There was a rise in the number of SMEs being rejected by banks for credit during the first three months of the year, according to new figures from the Central Bank.

Despite an overall rise in the level of lending to SMEs, the rejection rate on bank finance applications increased from 11% to 13% between Q1 of this year and the same period in 2016.

Firms with fewer than 50 employees were worst affected, with medium-sized firms (50-249 employees) seeing a drop in rejection rates.

At the end of 2016, nearly one in every five (18.7%) SME bank loans were in default.

SME default rates are highest in the construction and hotels & restaurants sectors, and lowest in manufacturing.

Geographically, SME default rates are highest in the West and Mid-West of the country.

One fifth of SMEs look to banks as a source of credit, down from 40% in March 2013.

According to the regulator’s report, outstanding credit issued to SMEs continues to contract, declining by 8.2% to €16.6 billion in Q1.

Despite the rise in the rejection rate in Q1, the Central Bank figures also show new lending to SMEs increased by 32% to €3.6 billion during the first three months of the year when compared with the same period in 2016.

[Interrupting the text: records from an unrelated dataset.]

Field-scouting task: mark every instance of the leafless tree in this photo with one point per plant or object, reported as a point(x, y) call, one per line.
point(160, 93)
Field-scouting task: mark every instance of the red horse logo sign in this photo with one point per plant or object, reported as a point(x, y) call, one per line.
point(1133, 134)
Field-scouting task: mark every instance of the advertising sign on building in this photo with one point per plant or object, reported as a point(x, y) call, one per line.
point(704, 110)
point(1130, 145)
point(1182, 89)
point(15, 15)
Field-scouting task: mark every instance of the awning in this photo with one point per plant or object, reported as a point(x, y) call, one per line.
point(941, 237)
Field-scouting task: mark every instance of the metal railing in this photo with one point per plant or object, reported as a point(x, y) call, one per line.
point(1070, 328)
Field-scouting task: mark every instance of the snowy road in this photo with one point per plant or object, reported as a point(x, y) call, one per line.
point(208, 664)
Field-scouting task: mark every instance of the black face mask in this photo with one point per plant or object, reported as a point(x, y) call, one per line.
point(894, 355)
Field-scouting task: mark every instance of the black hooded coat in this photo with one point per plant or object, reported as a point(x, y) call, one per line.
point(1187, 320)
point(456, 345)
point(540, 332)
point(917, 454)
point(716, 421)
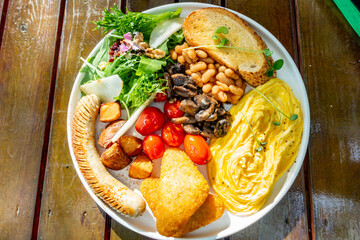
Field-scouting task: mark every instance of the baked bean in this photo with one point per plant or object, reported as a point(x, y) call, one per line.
point(208, 60)
point(201, 54)
point(223, 86)
point(222, 96)
point(198, 67)
point(173, 55)
point(213, 80)
point(187, 58)
point(207, 87)
point(184, 46)
point(224, 79)
point(236, 90)
point(235, 76)
point(207, 75)
point(229, 72)
point(197, 79)
point(215, 90)
point(178, 49)
point(181, 59)
point(222, 69)
point(211, 66)
point(238, 83)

This is significantly higher than the first three months of the years between 2010 and 2013, when lending to SMEs ranged between €2 billion and €2.5 billion.

The growth in funding during the first quarter was broad-based across the economy, with manufacturing and the wholesale & retail sectors experiencing particularly strong growth.

Despite a drop in the level of lending to SMEs by banks, the three main lenders (AIB, Bank of Ireland, and Permanent TSB) still account for 82% of new lending flows for the sector.